Après il parle de Paik, celui qui a déballé un Christo je suppose. Venu de NY pour faire un film avec Beuys, qui n’était pas là. Alors il a pris son chapeau, c’est pareil. C’est comme ça qu’ils nous entubent, dit l’homme. technique de surcodage, quelque chose comme ça. Tu dis que ton chapeau c’est ton nom, je prends ton chapeau pour toi (car ton nom c’est toi hum). Comme tu emballes, moi je déballe, héhé. C’est à celui qui aura le dernier mot. Surtout avoir le dernier mot. Question de rapport de pouvoir et d’entrer dans l’histoire, on dirait. Culte de la feinte, mais au service de quoi ?

Voilà, c’est terminé. Une des dernières phrases du fils : je mange, je chie, je dors, c’est pas une vie que… celui qui l’interroge dit : j’ai bien l’impression de vivre, moi.
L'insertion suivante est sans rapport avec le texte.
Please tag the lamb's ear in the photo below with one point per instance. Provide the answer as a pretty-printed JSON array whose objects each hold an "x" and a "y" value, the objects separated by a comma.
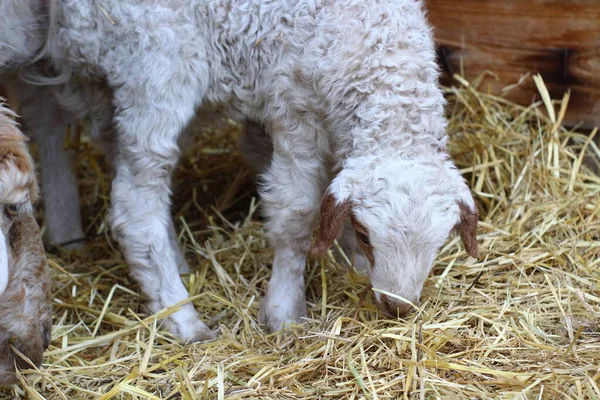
[
  {"x": 333, "y": 215},
  {"x": 467, "y": 228}
]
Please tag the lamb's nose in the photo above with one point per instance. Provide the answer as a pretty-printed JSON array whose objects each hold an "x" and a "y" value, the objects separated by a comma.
[{"x": 393, "y": 307}]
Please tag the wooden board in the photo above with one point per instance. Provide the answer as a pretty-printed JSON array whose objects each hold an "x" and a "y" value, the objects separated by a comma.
[{"x": 560, "y": 39}]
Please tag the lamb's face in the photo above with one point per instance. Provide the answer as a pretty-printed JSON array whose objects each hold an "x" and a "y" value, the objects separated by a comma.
[
  {"x": 25, "y": 311},
  {"x": 403, "y": 212}
]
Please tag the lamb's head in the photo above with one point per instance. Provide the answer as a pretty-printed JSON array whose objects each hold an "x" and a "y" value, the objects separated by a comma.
[
  {"x": 403, "y": 211},
  {"x": 22, "y": 31},
  {"x": 25, "y": 311}
]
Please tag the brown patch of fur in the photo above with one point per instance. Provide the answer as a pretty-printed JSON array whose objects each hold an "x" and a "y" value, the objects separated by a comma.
[
  {"x": 332, "y": 220},
  {"x": 367, "y": 248},
  {"x": 13, "y": 150},
  {"x": 467, "y": 228},
  {"x": 28, "y": 289}
]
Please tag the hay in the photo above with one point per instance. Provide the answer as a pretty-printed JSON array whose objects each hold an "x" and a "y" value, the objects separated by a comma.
[{"x": 523, "y": 322}]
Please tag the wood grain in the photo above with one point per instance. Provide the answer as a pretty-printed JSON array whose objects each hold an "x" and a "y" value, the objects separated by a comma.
[{"x": 560, "y": 39}]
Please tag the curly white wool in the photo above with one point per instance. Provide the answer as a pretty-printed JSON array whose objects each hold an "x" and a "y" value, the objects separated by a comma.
[{"x": 355, "y": 80}]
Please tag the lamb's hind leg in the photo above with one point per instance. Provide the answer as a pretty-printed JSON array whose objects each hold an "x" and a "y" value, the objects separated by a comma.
[{"x": 46, "y": 122}]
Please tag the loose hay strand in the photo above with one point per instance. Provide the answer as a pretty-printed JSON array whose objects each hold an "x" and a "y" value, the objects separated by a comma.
[{"x": 521, "y": 322}]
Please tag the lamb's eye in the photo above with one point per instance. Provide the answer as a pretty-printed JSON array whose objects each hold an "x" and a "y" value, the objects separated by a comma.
[
  {"x": 12, "y": 210},
  {"x": 363, "y": 238}
]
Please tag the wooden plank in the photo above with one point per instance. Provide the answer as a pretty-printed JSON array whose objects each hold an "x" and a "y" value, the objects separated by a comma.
[{"x": 558, "y": 39}]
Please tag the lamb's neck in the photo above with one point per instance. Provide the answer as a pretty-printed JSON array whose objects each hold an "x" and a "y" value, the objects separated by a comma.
[{"x": 383, "y": 145}]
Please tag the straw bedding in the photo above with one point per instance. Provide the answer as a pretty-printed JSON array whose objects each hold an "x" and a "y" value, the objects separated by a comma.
[{"x": 522, "y": 322}]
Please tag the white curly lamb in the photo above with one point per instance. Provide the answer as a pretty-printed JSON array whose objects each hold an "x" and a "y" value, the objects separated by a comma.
[{"x": 351, "y": 82}]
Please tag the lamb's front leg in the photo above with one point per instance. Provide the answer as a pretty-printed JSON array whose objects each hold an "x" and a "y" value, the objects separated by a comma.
[
  {"x": 46, "y": 122},
  {"x": 146, "y": 153},
  {"x": 291, "y": 194}
]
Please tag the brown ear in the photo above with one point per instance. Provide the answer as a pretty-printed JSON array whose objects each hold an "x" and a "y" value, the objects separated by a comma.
[
  {"x": 333, "y": 215},
  {"x": 467, "y": 229}
]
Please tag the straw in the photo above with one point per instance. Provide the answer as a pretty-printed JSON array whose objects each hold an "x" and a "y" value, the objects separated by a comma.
[{"x": 520, "y": 323}]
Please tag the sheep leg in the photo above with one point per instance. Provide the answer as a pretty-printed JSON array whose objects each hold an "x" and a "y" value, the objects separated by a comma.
[
  {"x": 291, "y": 193},
  {"x": 46, "y": 123},
  {"x": 146, "y": 153}
]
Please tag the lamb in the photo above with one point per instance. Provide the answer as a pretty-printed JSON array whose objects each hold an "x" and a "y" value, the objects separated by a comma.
[
  {"x": 347, "y": 88},
  {"x": 25, "y": 310}
]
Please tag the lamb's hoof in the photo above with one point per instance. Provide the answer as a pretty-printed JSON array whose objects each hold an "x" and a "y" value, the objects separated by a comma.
[{"x": 278, "y": 318}]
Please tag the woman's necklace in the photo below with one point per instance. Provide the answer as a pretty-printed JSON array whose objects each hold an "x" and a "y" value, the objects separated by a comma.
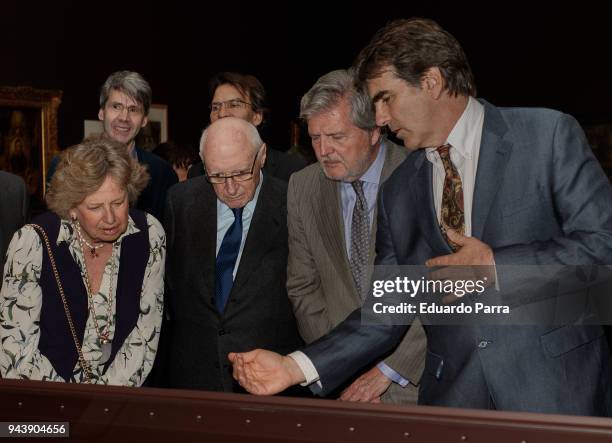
[
  {"x": 92, "y": 248},
  {"x": 103, "y": 335}
]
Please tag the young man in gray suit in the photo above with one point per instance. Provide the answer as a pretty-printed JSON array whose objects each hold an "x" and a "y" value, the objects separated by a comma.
[
  {"x": 14, "y": 203},
  {"x": 530, "y": 192},
  {"x": 323, "y": 206}
]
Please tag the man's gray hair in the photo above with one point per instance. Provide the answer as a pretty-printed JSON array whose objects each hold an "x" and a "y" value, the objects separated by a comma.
[
  {"x": 251, "y": 132},
  {"x": 333, "y": 87},
  {"x": 131, "y": 84}
]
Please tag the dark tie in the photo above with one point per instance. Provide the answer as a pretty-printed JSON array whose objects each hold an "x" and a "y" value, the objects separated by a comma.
[
  {"x": 226, "y": 259},
  {"x": 360, "y": 238},
  {"x": 452, "y": 197}
]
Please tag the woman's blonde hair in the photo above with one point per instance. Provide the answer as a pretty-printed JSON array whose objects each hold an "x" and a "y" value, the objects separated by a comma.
[{"x": 83, "y": 168}]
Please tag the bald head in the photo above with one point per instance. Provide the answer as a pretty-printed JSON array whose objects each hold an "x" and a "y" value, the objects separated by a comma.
[
  {"x": 231, "y": 147},
  {"x": 227, "y": 133}
]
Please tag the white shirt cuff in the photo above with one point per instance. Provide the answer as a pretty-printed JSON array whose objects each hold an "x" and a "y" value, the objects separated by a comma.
[{"x": 306, "y": 366}]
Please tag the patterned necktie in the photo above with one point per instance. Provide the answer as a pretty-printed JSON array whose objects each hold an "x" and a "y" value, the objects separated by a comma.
[
  {"x": 452, "y": 215},
  {"x": 360, "y": 238},
  {"x": 226, "y": 259}
]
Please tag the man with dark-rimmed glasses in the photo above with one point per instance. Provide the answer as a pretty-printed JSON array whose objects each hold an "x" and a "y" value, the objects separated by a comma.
[
  {"x": 234, "y": 94},
  {"x": 226, "y": 263}
]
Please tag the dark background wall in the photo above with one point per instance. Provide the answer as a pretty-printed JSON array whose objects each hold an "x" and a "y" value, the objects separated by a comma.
[{"x": 522, "y": 54}]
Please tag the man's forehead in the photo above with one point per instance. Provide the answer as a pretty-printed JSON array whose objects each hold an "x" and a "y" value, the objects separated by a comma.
[
  {"x": 120, "y": 96},
  {"x": 227, "y": 91},
  {"x": 380, "y": 83}
]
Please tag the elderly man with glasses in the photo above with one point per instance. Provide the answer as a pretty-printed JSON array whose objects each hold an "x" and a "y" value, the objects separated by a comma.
[{"x": 226, "y": 262}]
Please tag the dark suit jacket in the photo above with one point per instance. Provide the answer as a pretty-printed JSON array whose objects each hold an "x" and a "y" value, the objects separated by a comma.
[
  {"x": 14, "y": 203},
  {"x": 153, "y": 197},
  {"x": 278, "y": 164},
  {"x": 540, "y": 198},
  {"x": 258, "y": 312}
]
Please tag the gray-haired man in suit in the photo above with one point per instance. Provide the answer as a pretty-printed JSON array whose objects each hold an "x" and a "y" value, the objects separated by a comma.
[
  {"x": 532, "y": 193},
  {"x": 322, "y": 204}
]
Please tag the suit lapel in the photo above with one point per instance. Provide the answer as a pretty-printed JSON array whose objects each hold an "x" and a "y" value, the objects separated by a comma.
[
  {"x": 265, "y": 225},
  {"x": 394, "y": 156},
  {"x": 492, "y": 160},
  {"x": 204, "y": 235},
  {"x": 328, "y": 216},
  {"x": 425, "y": 206}
]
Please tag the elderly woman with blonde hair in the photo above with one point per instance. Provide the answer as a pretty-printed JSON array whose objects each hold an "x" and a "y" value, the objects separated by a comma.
[{"x": 82, "y": 291}]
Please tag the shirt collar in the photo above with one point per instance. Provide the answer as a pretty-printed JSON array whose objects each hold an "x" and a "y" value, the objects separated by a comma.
[
  {"x": 66, "y": 232},
  {"x": 463, "y": 134},
  {"x": 372, "y": 175}
]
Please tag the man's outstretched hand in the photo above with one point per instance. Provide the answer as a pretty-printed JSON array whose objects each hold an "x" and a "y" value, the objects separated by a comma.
[{"x": 264, "y": 372}]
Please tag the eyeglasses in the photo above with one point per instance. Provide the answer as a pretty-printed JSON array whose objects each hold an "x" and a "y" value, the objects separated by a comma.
[
  {"x": 240, "y": 176},
  {"x": 230, "y": 105}
]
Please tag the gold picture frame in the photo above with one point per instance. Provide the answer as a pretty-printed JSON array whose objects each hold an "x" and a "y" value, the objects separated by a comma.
[{"x": 28, "y": 133}]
Sourire du fils.

Conclusion sur ce film : il nous manque quelque chose à vivre en commun, un espace social digne de ce nom. C’est pas ces vieux qui l’ont construit. C’est pas leurs successeurs (Paik en exemple) qui y ont contribué, bien au contraire. Leurs enfants en subissent les conséquences. Nous, quoi.